Hundreds of migrants stranded at a makeshift Greek camp near the border with Macedonia protested Sunday, demanding that the border be opened as they clung to hopes of making it into Europe despite new EU moves to send some refugees back, Reuters reported.

Around 50,000 migrants and refugees remain trapped in Greece after a domino of border closures by countries along the Balkan route has prevented them from continuing their journey into wealthier European countries. Many live in squalid conditions in tents near the town of Idomeni at the border with Macedonia.

A false rumor that the Macedonian border would be opened spurred the demonstration, Agence France-Presse reported. Some 400 protesters gathered at the camp on Sunday, waving white napkins and holding signs that read "open the border." A man with a megaphone led them singing folk songs in Arabic.

Some elderly handicapped refugees were sitting in wheelchairs sobbing while many other people who had dismantled their tents in order to move quickly were waving white handkerchiefs.

"No violence, we just want to cross," read one banner, while another said: "Freedom of movement is everybody's right," AFP reported.

Greek police formed a line to prevent the protesters from moving to the fence that separates the camp from Macedonia.

"We're here today, and every day, because we won't give up. We protest here every day for the sake of women and children," a Syrian woman named Hana told Reuters. "We are humans and we have rights; this is why we are here today and we will keep protesting until the borders open."

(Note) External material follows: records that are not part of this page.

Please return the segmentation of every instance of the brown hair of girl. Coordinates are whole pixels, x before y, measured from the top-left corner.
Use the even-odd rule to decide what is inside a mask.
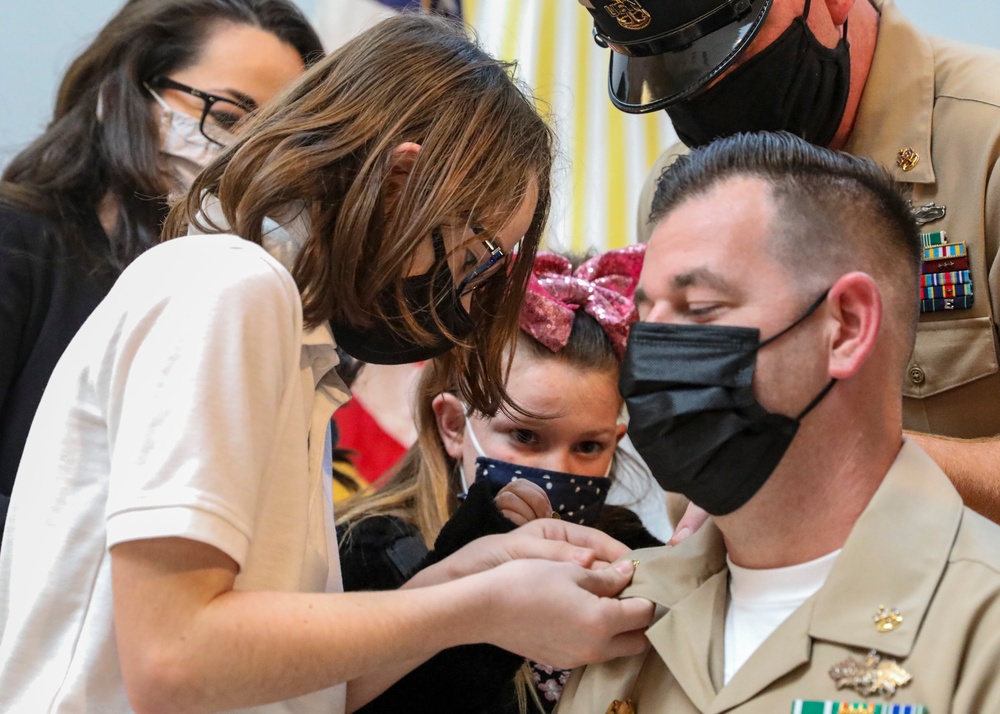
[[[495,234],[534,185],[537,206],[518,257],[474,293],[476,328],[442,358],[468,403],[495,413],[548,213],[553,154],[551,130],[511,70],[455,22],[384,20],[258,112],[175,206],[165,234],[180,235],[188,222],[225,230],[198,218],[206,193],[218,197],[228,230],[256,243],[265,217],[301,207],[310,230],[292,275],[306,324],[386,322],[381,298],[393,295],[404,317],[394,329],[430,344],[402,294],[417,250],[442,224]],[[421,149],[386,201],[393,152],[406,142]]]

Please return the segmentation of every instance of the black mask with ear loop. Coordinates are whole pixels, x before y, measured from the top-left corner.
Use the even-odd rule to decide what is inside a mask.
[[[455,342],[438,327],[434,320],[435,312],[454,337],[463,339],[472,334],[475,323],[455,287],[455,278],[445,260],[444,236],[440,229],[435,228],[431,232],[431,241],[434,245],[434,264],[426,273],[403,278],[403,300],[417,324],[433,335],[434,341],[429,345],[422,344],[406,336],[406,321],[390,288],[379,298],[382,313],[388,316],[388,321],[375,322],[368,327],[330,321],[338,347],[351,357],[371,364],[408,364],[433,359],[455,346]]]
[[[687,146],[740,132],[787,131],[829,146],[840,128],[851,89],[851,51],[844,36],[834,48],[813,34],[802,15],[774,42],[714,85],[667,107]]]
[[[795,417],[769,412],[753,394],[757,352],[812,315],[828,292],[763,342],[752,327],[632,325],[619,388],[629,438],[660,486],[713,516],[760,490],[836,380]]]

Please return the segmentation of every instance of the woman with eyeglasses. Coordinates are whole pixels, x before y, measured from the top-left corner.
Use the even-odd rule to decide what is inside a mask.
[[[132,0],[0,181],[0,530],[52,369],[256,107],[323,49],[288,0]]]
[[[456,645],[642,651],[651,605],[613,597],[631,562],[602,567],[627,549],[568,522],[340,592],[337,348],[440,355],[477,412],[506,399],[553,153],[509,69],[390,18],[198,175],[39,406],[0,548],[0,710],[339,714]]]

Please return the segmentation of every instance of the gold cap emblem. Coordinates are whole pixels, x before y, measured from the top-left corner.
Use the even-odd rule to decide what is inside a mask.
[[[616,0],[604,9],[626,30],[641,30],[653,19],[638,0]]]
[[[888,610],[885,605],[879,605],[878,612],[875,613],[872,621],[875,623],[875,629],[879,632],[892,632],[903,624],[903,616],[895,608]]]
[[[920,163],[920,154],[910,148],[900,149],[896,153],[896,166],[903,171],[912,171]]]

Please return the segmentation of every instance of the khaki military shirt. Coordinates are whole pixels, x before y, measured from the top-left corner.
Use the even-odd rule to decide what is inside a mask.
[[[629,557],[640,562],[622,597],[656,603],[646,633],[652,647],[575,672],[557,714],[605,714],[614,700],[631,700],[636,714],[793,714],[795,700],[923,705],[926,714],[1000,712],[1000,526],[964,508],[912,441],[904,442],[823,587],[725,686],[728,572],[718,529],[709,521],[679,546]],[[885,632],[875,622],[882,606],[901,617]],[[830,675],[848,658],[864,664],[871,650],[883,668],[912,677],[891,698],[838,689]],[[837,707],[829,711],[838,714]]]
[[[1000,52],[929,37],[891,0],[846,151],[874,159],[912,192],[919,208],[943,206],[923,231],[963,242],[972,271],[973,307],[921,315],[903,386],[904,426],[957,437],[1000,434]],[[902,149],[919,157],[909,171]],[[655,181],[684,153],[668,149],[646,179],[638,236],[648,240]],[[916,292],[916,291],[915,291]]]

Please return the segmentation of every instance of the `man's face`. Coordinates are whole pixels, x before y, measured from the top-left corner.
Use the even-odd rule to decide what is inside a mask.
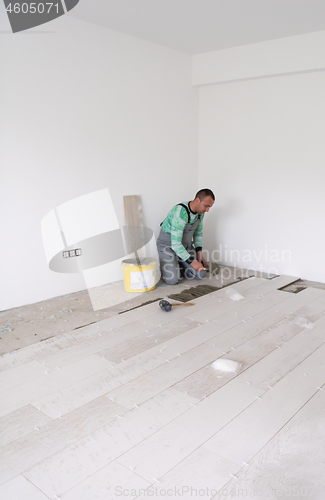
[[[197,213],[199,215],[204,214],[205,212],[208,212],[212,205],[214,204],[214,200],[211,198],[211,196],[207,196],[206,198],[203,198],[202,201],[198,198],[198,206],[197,206]]]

The commotion appeared to be triggered by a rumor that journalists and Red Cross officials would help migrants force their way across the fence into Macedonia, a young Syrian refugee told the Athens News Agency.

"They told us the Red Cross and 500 journalists from all over the world will be with us," he said, without specifying the source.

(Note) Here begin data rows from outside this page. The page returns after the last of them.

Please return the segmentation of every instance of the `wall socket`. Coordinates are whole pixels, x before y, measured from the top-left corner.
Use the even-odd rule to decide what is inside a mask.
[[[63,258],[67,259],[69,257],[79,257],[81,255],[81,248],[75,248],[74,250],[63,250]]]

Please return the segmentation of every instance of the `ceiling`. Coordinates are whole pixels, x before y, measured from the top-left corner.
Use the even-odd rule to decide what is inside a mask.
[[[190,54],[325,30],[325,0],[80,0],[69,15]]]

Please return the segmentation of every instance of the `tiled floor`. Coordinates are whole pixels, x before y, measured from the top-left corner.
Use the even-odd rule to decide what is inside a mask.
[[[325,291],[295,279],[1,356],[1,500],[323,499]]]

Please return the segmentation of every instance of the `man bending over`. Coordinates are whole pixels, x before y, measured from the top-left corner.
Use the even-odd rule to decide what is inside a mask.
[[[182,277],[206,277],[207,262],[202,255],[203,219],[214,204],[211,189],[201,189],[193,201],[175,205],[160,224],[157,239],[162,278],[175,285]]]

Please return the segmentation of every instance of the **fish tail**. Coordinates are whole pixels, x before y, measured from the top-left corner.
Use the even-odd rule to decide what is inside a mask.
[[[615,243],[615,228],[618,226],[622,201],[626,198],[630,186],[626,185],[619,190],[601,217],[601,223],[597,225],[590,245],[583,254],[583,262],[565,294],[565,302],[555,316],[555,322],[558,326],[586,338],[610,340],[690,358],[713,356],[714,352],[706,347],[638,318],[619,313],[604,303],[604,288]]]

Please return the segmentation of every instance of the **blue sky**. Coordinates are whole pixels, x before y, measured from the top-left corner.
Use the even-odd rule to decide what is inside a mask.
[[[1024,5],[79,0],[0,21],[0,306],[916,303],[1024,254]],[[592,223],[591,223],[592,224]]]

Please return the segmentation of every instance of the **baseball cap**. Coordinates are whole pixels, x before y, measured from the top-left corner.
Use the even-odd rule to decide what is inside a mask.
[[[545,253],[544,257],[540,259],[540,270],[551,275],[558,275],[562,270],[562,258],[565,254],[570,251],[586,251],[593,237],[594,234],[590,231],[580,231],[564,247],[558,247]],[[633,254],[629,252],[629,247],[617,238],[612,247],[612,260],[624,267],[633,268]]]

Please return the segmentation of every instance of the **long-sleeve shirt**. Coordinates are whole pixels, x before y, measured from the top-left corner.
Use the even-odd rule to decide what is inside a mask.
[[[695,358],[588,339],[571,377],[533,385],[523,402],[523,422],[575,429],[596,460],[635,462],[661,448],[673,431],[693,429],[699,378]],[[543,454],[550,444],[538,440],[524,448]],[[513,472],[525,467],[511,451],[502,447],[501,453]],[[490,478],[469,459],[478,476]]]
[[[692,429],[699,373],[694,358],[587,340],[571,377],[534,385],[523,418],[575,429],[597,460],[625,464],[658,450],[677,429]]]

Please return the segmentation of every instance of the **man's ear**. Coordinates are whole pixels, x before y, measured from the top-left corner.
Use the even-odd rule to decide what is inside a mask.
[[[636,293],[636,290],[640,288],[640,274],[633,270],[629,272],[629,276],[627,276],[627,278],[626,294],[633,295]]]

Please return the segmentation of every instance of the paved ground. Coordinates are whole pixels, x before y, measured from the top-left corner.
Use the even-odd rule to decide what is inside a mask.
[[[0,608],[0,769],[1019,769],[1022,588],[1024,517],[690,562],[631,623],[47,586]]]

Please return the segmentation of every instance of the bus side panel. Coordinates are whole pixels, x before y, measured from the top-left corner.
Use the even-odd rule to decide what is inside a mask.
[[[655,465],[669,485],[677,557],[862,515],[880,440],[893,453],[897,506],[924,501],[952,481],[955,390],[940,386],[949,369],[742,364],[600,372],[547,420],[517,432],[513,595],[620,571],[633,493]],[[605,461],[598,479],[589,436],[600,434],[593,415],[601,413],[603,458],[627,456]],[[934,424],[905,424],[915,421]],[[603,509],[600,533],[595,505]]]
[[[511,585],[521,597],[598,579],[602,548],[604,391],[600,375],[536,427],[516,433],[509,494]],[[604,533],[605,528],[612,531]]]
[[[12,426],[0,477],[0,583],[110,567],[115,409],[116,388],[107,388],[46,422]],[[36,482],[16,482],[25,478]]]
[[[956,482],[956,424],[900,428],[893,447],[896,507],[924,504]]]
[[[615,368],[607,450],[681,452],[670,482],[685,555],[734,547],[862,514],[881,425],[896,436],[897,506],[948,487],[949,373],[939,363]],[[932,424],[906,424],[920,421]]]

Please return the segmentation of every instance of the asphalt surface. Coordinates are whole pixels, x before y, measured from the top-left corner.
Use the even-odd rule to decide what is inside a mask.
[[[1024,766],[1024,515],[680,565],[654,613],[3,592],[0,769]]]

Another young Syrian said his sister, who is living in Germany, had seen the same claim on the internet and alerted him.

Using loudspeakers, Greek officials told those gathering that the crossing would remain closed, repeating the message in both Arabic and Farsi, ANA said.

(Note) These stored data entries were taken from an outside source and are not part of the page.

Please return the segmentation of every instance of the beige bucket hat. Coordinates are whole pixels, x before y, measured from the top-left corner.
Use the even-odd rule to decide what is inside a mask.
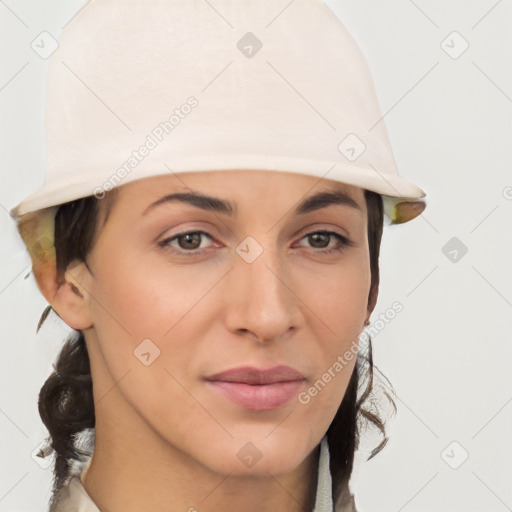
[[[425,207],[322,0],[91,0],[50,57],[45,123],[44,185],[11,214],[47,245],[58,205],[170,172],[337,180],[381,194],[392,223]]]

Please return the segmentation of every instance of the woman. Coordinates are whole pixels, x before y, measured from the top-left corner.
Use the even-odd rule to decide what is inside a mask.
[[[354,42],[317,0],[93,0],[59,44],[13,211],[75,331],[39,401],[51,510],[355,510],[384,213],[424,192]]]

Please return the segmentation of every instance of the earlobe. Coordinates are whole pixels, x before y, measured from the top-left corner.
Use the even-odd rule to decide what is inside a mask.
[[[92,326],[89,294],[84,286],[89,271],[84,263],[77,263],[66,270],[59,279],[55,268],[44,269],[36,275],[41,293],[55,312],[76,330]]]
[[[87,278],[90,276],[85,263],[68,267],[64,280],[55,295],[53,308],[70,327],[77,330],[92,326]]]

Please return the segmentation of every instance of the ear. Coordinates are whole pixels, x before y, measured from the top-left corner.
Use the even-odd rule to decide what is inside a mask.
[[[16,219],[21,238],[32,260],[39,290],[57,314],[73,329],[92,325],[89,294],[92,275],[87,265],[74,262],[64,276],[57,275],[55,215],[58,206],[43,208]]]
[[[49,265],[40,267],[34,276],[41,293],[66,324],[76,330],[92,326],[90,295],[87,292],[92,276],[85,263],[70,265],[61,279],[55,266]]]

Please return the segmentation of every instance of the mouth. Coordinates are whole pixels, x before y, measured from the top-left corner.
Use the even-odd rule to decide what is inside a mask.
[[[205,378],[213,390],[253,411],[282,407],[297,395],[305,380],[299,371],[284,365],[269,369],[244,366]]]

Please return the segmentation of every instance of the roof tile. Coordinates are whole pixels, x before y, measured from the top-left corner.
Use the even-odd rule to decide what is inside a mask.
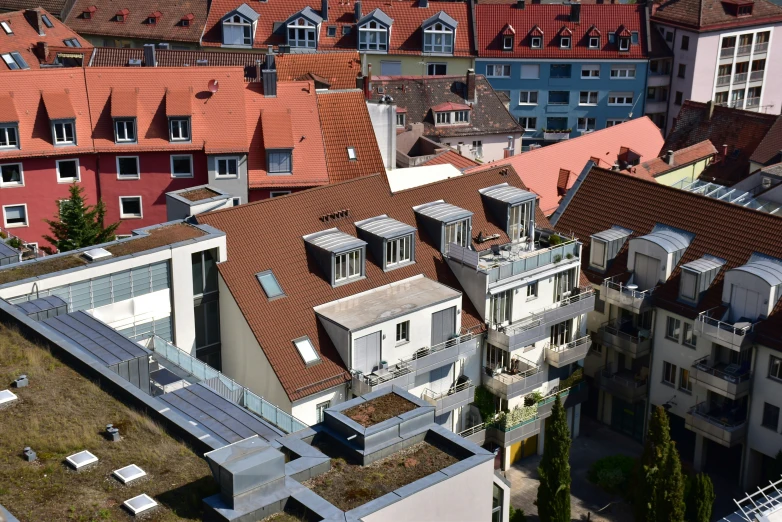
[[[741,17],[726,8],[725,3],[720,0],[664,0],[654,4],[652,21],[696,31],[782,21],[782,7],[767,0],[753,0],[752,14]]]
[[[293,148],[290,110],[261,111],[261,131],[263,132],[263,146],[266,150]]]
[[[111,91],[111,117],[135,118],[138,112],[138,92],[133,90]]]

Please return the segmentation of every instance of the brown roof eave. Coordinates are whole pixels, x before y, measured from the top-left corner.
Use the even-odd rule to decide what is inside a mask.
[[[765,18],[748,18],[746,20],[739,20],[736,21],[730,21],[730,22],[723,22],[719,24],[710,24],[703,27],[699,27],[697,25],[688,24],[684,22],[677,22],[673,20],[666,20],[664,18],[658,18],[655,15],[652,15],[652,22],[658,23],[658,24],[665,24],[670,25],[671,27],[678,27],[679,29],[687,29],[689,31],[693,31],[696,33],[710,33],[714,31],[722,31],[724,29],[731,29],[731,28],[738,28],[738,27],[748,27],[753,25],[762,25],[767,23],[775,23],[775,22],[782,22],[782,16],[769,16]]]

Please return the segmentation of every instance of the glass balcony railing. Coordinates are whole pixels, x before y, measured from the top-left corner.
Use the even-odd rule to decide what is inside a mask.
[[[689,409],[684,425],[707,439],[731,447],[746,438],[747,411],[741,407],[729,409],[701,402]]]
[[[720,58],[733,58],[735,47],[723,47],[720,49]]]
[[[740,351],[749,344],[752,339],[754,324],[748,322],[729,323],[722,321],[711,314],[715,309],[706,310],[698,314],[695,322],[695,331],[718,344],[727,345],[728,348]]]
[[[741,83],[747,83],[747,73],[736,73],[733,75],[733,85],[738,85]]]
[[[723,85],[730,85],[730,74],[717,76],[717,87],[722,87]]]
[[[768,42],[761,42],[755,44],[755,54],[765,53],[768,51]]]
[[[709,356],[693,363],[690,375],[693,381],[712,392],[731,399],[749,393],[752,372],[746,365],[714,362]]]
[[[765,73],[765,70],[760,71],[752,71],[749,73],[749,81],[751,82],[758,82],[763,79],[763,73]]]
[[[760,96],[756,96],[754,98],[747,98],[747,104],[745,105],[747,109],[754,109],[755,107],[760,107]]]
[[[746,56],[752,52],[752,45],[739,45],[739,50],[736,51],[736,56]]]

"We are trying to step up our information campaign to the refugees. Some people, for reasons we don't understand, are creating false hope," said Giorgos Kyritsis, spokesman for the SOMP agency, which is coordinating Athens' response to the refugee crisis.

Greece has made it a priority to clear migrants from the Idomeni camp and has stepped up efforts to convince them to move to nearby shelters. It is also speeding up the creation of reception centers for up to 30,000 migrants to help cope with a sharp rise in numbers because of border closures.

The European Union and Turkey have agreed to stop the migrant flow to Europe in return for political and financial concessions for Ankara, in a bid to seal off the main route by which people have poured across the Aegean islands.

Under the EU-Turkey deal, hundreds of new arrivals have been detained since March 20, while refugees or migrants whose applications fail will be sent back to Turkey.

About 1 million people arrived in Greece last year, fleeing conflict in Syria, Iraq and other countries in the Middle East and Africa. Most of them moved northward into Europe.